Remembering D-Day and What Christians Believe


As the 75th anniversary of D-Day is remembered around the globe, I thought it would be appropriate to share the piece below by Hugh Whelchel, which was posted in December of 2017 by the Institute for Faith, Works, and Economics.

What Do D-Day and Christmas Have in Common?

Chuck Colson, in his 2012 book The Faith: What Christians Believe, Why They Believe It, and Why It Matters, included a chapter entitled, “The Invasion.” There he describes the most important event of the Second World War, the D-Day Invasion.
Most of us have watched in horror the scenes in movies like Saving Private Ryan that depict the sacrifices of those who stormed the beaches of Normandy on June 6, 1944, the largest seaborne military landing in history. Over 2,400 U.S. soldiers were killed in the first hours of the fighting.
By the end of that first terrible day, the Allied troops had established a beachhead in Normandy and, for all intents and purposes, World War II in Europe was over. Everyone, even the Germans, knew that the war would end with Germany’s defeat, yet the fighting continued for almost another year.
Between D-Day and the surrender of the Germans (V-E Day) came the Battle of the Bulge, a desperate counterattack by the German army, fought during one of the worst winters in European history. Even though the Germans knew they were defeated, the battle raged on for six weeks through the Christmas of 1944. It was the deadliest battle for American forces during the war with over 19,000 U.S. soldiers killed.
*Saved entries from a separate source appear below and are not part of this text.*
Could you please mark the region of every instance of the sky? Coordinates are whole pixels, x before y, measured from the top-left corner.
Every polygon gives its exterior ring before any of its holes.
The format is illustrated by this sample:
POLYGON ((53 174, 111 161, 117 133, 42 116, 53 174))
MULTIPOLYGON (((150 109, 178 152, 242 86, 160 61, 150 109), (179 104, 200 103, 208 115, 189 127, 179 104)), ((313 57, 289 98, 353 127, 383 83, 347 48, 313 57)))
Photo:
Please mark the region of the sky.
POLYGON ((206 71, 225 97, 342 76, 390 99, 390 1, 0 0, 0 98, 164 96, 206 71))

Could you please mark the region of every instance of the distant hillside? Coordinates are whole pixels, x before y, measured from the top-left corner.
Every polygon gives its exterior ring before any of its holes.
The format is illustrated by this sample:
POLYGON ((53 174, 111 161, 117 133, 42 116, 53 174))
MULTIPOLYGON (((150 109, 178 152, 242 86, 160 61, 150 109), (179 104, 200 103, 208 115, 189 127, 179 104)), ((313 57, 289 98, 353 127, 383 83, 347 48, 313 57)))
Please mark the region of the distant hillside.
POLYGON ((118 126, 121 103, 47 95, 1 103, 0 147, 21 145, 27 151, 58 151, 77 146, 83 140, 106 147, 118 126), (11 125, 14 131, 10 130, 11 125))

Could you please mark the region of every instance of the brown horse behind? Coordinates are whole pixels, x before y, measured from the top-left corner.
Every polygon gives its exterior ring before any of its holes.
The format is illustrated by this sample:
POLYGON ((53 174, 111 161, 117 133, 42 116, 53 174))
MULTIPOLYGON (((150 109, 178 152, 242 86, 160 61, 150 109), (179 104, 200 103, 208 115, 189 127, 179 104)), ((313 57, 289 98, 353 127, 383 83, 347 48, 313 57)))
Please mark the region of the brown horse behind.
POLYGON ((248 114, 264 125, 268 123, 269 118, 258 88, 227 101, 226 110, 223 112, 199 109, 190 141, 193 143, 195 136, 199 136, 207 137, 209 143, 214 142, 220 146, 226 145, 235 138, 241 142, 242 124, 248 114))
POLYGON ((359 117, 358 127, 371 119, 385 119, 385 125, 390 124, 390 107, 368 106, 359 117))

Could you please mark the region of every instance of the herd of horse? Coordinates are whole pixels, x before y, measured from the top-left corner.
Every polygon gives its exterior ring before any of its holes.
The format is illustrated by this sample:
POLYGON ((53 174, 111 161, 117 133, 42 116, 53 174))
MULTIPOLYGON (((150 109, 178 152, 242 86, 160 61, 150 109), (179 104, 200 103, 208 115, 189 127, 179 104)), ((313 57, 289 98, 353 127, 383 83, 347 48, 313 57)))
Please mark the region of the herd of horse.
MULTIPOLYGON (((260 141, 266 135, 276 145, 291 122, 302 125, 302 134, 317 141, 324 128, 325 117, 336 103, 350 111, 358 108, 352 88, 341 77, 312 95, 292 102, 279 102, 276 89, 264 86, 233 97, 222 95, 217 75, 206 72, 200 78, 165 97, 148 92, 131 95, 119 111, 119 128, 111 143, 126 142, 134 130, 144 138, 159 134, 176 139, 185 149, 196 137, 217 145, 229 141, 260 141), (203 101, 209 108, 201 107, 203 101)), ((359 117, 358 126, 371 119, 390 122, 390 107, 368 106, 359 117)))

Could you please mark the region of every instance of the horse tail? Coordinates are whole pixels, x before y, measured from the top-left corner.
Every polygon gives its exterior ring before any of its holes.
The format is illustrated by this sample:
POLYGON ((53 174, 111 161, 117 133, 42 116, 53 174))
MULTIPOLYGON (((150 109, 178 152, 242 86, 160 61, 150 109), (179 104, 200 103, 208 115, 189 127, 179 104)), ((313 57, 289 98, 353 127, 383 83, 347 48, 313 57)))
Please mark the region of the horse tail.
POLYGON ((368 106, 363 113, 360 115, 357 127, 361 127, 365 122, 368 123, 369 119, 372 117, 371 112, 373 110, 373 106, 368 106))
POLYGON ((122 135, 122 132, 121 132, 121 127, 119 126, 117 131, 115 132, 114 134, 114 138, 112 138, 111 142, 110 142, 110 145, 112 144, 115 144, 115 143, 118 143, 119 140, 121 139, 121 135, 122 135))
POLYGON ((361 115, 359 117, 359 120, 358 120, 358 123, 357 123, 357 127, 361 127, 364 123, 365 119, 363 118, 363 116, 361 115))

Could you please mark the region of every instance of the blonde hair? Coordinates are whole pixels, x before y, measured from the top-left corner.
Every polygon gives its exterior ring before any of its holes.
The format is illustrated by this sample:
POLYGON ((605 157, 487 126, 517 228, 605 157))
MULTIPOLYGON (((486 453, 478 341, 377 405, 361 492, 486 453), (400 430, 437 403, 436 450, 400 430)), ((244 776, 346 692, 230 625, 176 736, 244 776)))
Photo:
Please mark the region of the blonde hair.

Christ’s Victory: Past, Present, and Future
Christ’s first coming was D-Day. It was the decisive invasion of “the war” against sin and death, guaranteeing the enemy’s eventual defeat. Colson compares the invasion of Normandy with the “invasion” of God on Christmas Day. He writes:
In one sense, the great invasions of history are analogous to the way in which God, in the great cosmic struggle between good and evil, chose to deal with Satan’s rule over the earth—He invaded. But not with massive logistical support and huge armies; rather, in a way that confounded and perplexed the wisdom of humanity.
As we prepare to move into the Christmas season and celebrate the birth of our Lord, we must remember that this baby, born in a manager, came to change everything. Through his life, death, and resurrection, he would strike a death blow to sin, death, and Satan and establish the kingdom of God.
God’s kingdom will be consummated when Christ returns at his second coming, which will be our V-E Day. Yet as Christians today, we must remember we live in a spiritual war zone. We live our lives between D-Day and V-E Day, in the Battle of the Bulge.
We are all Christian soldiers, but our struggle is not against flesh and blood (Eph. 6:12-13). The outcome of the conflict is certain and our victory is sure, but the enemy is throwing everything at the army of God in the fiercest battle of the war. This makes the need to understand what we do in our daily work and its importance to God and his kingdom all the more critical.
We see an example of this in Daniel. Just as Daniel and his friends were captives of an enemy power as they worked for the “welfare of the city” (Jer. 29:7), through our work, we get glimpses of liberation, the way things will be when Christ returns, even though we might feel tethered to a broken world.
We must see our vocational calling within the context of pushing back the darkness. Cornelius Plantinga, in his book Engaging God’s World, talks about the struggle of fulfilling our work in the kingdom, but the victorious, enduring nature of that work in the world to come:
A Christian who goes to work for the kingdom (that’s every Christian) simultaneously goes to war. What’s needed on God’s side are well-educated warriors (warriors who know what’s going on). We are now fallen creatures in a fallen world. The Christian gospel tells us that all hell has broken loose in this sad world and that, in Christ, all heaven has come to do battle. Christ has come to defeat the powers and principalities, to move the world over onto a new foundation, and to equip a people—informed, devout, determined people—to lead the way in righting what’s wrong, transforming what’s corrupted, in doing things that make for peace, expecting these things will travel across the border from this world to the new heaven and earth.
Christmas is a story of an engagement that will end with a great sacrifice (Christ’s) and through that sacrifice a great victory (for us!).
As we sing songs of peace and joy let us not forget that, as Queen Lucy states in C.S. Lewis’s The Last Battle, “In our world too, a stable once had something inside it that was bigger than our whole world.”
“In him was life, and that life was the light of all mankind. The light shines in the darkness, and the darkness has not overcome it” (John 1:4-5).